Calculating a limit of a sequence of integrals

Question

I have the following homework problem:

Let $\mathcal{B}(\mathbb{R})$ be the Borel $\sigma$-algebra on $\mathbb{R}$ and $\lambda$ the Lebesgue-measure on $(\mathbb{R},\mathcal{B}(\mathbb{R}))$. Define for every $n\geq 1$ the following function $f_{n}: \mathbb{R} \to \mathbb{R}$ with $f_{n}(x)= \frac{\sin(n^{2}x^{2}}{n^{2}|x|^{3/2}} 1_{(-n,n)\setminus \{0\} }(x)$. Determine $$ \lim\limits_{n\to\infty} \int_{\mathbb{R}} f_{n} d\lambda $$

I had attempted the following:

First I wrote out that the function $f_{n}(x)$ is continous and therefore measurable. Then I tried to estimate $|f_{n}(x)|$ so that I can apply the Dominated convergence theorem. I initially tried the function $w(x)=\frac{1}{|x|^{3/2}}$ which diverges.

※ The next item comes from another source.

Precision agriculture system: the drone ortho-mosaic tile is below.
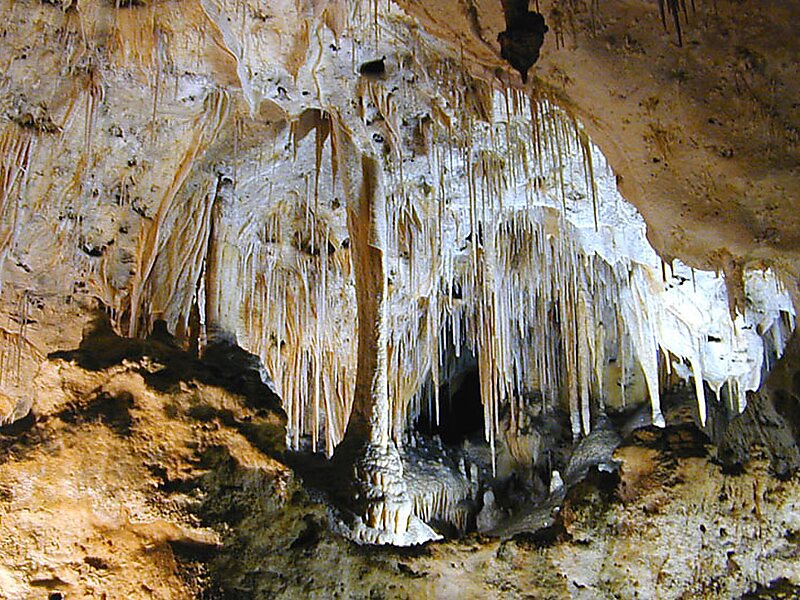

The other function that I tried is $w(x)=\sqrt{|x|}$ which does bound the entire function but I can't calculate the riemann integral of this function.

Since this didn't work out I tried to take the $\lim\limits_{n\to\infty} f_{n}(x)=0$. But then I'm unsure which w(x) to take as the constant function $w(x)=0$ doesn't work because $|f_{n}(x)|\geq 0$

So I'm not entirely sure which $w(x)$ to take to apply the Dominated Convergence theorem from which I can then determine the integral.

Answer 1

Take $w(x)=1_{(-1,1)}+\frac 1 {|x|^{3/2}}1_{|x|>1}$. [For $|x|<1$ use the fact that $\sin t \leq t$ for $t >0$].

Answer 2

Notice that

$$I_n=\int_{[-n,n]} f_n=\int_{\{|x|\leq 1\}}f_n\,dx+ \int_{\{|x|>1\}}f_n\,dx$$

On $\{|x|\leq1\}$, $$|f_n(x)|=\Big|\frac{\sin (nx)^2}{(nx)^2}\Big||x|^{1/2}\leq|x|^{1/2}$$

On $\{|x|>1\}$, $$|f_n(x)|=\Big|\frac{\sin (nx)^2}{n^2 |x|^{3/2}}\Big|\leq\frac{1}{|x|^{3/2}}$$

That is $$|f_n(x)|\leq |x|^{1/2}\mathbb{1}_{\{|x|\leq1\}}+\frac{1}{|x|^{3/2}}\mathbb{1}_{\{|x|>1\}}\in L_1(\mathbb{R})$$

One can then apply dominated convergence. Observe that $\lim_nf_n(x)=0$ poitwise.